The adhesion strength was determined by a manometer (M5-20, Mark-10, America) by first applying a compressive pre-stress of 20 N between the electrode material and the gel, and then the manometer was separated at a travelling rate of 50 mm/min after 20 s. The tensile adhesion strength was determined by the following equation:

$$P=-\frac{F}{S}$$
(3)

Where F is the peak force that can be read by the dynamometer during the movement (the tension is negative), indicating the instant of separation of the gel film from the electrode film. S is the area of the electrode film in contact with the gel film, the size of the area is a 1.2 cm (diameter) circle.

Bending sensing performance test

The sensor was placed on a PET membrane and the PET membrane with the sensor was fixed between a motorized translation table (CMT6103, MTS Systems, China) using a fixture with an initial free length of the membrane of 5 cm. A computer-controlled stepper motor was used to control the displacement and speed of the membrane. When the device is bent, the change in open-circuit voltage at the upper and lower ends of the electrodes of the device can be tested by using an electrochemical workstation (Autolab, Germany).

The thin film sensor has a thickness of h and a length of L. The film bends when the displacement stage is moved by x. We assume that the center angle of the curved arc is θ, and the radius is R. According to the geometric relationship, we can list the equation.

$$\theta \times R=L$$
(4)
$$2R\times \sin \frac{\theta }{2}=L-x$$
(5)

Knowing L and x, we can obtain θ and R from the equations. Finally, the bending strain ε can be calculated.

$$\varepsilon=\frac{h}{2R}$$
(6)

Finally, the bending strain and angle were calculated using the software MATLAB based.

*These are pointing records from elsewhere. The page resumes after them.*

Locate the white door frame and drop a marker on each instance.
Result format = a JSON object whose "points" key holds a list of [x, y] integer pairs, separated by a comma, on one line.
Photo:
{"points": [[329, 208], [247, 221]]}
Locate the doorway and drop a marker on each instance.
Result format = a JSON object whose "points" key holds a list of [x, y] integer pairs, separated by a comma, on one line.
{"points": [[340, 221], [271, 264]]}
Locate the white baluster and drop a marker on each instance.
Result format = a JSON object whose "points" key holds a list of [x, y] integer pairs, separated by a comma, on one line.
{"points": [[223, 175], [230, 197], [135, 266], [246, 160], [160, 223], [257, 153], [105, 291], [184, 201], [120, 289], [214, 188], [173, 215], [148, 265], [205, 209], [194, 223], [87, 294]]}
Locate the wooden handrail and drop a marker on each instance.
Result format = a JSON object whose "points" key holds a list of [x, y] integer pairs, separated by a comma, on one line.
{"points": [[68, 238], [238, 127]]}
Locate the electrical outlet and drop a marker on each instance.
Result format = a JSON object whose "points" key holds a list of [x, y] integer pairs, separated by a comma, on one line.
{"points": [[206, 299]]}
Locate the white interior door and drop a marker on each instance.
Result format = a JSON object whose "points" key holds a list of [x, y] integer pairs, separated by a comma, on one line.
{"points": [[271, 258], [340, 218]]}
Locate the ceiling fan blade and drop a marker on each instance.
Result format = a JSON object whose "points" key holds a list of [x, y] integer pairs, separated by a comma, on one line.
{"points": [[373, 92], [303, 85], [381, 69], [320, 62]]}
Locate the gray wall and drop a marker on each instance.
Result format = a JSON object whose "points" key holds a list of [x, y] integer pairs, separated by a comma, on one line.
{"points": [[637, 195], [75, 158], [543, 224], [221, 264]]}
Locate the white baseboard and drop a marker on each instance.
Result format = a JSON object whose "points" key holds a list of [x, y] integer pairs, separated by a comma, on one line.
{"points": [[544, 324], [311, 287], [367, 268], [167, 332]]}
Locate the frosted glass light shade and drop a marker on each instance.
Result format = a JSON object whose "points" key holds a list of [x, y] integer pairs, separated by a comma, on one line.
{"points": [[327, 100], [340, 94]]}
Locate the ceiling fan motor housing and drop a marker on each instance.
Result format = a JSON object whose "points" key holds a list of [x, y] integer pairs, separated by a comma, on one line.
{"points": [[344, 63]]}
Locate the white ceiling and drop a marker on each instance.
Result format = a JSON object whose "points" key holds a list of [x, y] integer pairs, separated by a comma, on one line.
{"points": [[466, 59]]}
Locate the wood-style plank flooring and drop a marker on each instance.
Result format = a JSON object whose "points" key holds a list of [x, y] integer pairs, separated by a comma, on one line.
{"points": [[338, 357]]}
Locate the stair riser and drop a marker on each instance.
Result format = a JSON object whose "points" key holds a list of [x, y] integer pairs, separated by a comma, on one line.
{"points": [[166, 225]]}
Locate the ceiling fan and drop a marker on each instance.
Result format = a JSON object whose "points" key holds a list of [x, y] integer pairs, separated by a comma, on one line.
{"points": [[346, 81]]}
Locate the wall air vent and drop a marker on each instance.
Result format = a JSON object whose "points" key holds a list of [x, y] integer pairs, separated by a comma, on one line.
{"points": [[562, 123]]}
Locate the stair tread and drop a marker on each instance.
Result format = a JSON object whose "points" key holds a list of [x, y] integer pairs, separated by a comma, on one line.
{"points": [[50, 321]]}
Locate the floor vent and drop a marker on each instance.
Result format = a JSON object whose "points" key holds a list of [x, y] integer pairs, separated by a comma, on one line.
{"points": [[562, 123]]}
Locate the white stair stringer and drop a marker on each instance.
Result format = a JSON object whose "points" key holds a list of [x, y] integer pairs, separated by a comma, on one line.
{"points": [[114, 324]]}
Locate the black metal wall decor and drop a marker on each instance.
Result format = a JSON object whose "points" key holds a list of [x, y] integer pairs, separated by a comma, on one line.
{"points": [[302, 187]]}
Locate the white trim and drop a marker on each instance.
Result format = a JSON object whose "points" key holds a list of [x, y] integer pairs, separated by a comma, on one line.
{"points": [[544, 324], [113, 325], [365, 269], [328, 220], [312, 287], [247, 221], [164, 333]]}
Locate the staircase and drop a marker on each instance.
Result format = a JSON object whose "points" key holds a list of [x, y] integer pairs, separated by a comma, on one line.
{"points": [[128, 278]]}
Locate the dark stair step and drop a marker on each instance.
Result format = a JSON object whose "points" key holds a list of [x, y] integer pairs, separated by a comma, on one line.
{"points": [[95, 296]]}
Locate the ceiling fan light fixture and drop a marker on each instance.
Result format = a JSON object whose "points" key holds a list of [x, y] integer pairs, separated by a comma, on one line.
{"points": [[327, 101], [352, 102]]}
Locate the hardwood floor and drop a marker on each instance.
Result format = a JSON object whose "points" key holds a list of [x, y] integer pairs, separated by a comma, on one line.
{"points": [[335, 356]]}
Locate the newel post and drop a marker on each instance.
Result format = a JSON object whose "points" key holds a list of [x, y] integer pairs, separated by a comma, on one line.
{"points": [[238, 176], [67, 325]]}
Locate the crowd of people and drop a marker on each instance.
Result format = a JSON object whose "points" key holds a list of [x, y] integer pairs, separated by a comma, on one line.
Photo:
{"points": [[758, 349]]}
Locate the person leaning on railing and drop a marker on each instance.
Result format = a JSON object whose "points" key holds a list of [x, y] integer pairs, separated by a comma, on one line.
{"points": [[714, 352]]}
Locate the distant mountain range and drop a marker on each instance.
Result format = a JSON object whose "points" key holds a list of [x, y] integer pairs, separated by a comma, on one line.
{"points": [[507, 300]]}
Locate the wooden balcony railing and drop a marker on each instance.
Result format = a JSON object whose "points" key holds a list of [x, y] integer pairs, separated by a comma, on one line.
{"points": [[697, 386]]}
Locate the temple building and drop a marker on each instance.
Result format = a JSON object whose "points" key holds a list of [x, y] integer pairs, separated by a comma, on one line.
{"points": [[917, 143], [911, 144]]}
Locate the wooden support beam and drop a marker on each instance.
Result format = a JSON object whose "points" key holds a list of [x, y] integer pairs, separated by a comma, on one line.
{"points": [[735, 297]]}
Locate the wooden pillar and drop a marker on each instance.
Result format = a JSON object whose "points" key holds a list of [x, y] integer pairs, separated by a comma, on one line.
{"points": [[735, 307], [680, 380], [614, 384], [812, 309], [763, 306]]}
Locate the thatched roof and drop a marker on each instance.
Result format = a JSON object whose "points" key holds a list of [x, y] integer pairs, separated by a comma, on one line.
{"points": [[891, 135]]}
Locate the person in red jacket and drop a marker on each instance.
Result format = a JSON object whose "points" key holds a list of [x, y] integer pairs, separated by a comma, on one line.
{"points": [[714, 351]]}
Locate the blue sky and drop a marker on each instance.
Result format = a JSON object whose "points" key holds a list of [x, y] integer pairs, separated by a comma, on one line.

Data processing process from the sensor to the user interface:

  1. 1.

    Sensor Input:

    Flex sensors are fixed on the wrist and are capable of monitoring the bending of hand joints along the x and y axes. The sensors convert physical movements into electrical signals.

  2. 2.

    Sensor Output:

    The output signal is typically analog. Oscilloscope graphs display the signal waveforms over time across different channels, representing various hand movements.

  3. 3.

    Analog-to-Digital Converter (ADC Converter):

    The ADC converter transforms the continuously varying analog signals from the sensors into discrete digital signals that computers can handle, facilitating processing by microcontrollers (Arduino).

  4. 4.

    Arduino Signal Processing and Data Collection:

  1. (1)

    Signal Processing

    Inside the microcontroller system, the signal first undergoes filtering through a moving average filter, followed by real-time angle data calculation using an angular voltage linear regression model based on the voltage signals.

  2. (2)

    Data Collection:

Arduino is responsible for collecting the real-time angle data and communicating it to the computer via a serial port connection.

  1. 5.

    Serial Port Connection:

    Data is transferred from the Arduino to the PC using a serial port (USB).

  2. 6.

    C# Script:

    On the PC, a C# script is used for further data processing and analysis. The script controls virtual objects for visualization based on the data received.

  3. 7.

    Unity Interface:

    Unity, a powerful game engine, is used here to develop the user interface (UI), visualize the processed data, and facilitate interaction with virtual objects.

  4. 8.

    Virtual Objects:

In Unity, users can see direct feedback of hand movements, such as a virtual hand on the screen mimicking the user’s actual hand movements, or controlling the movement of a car through wrist motion.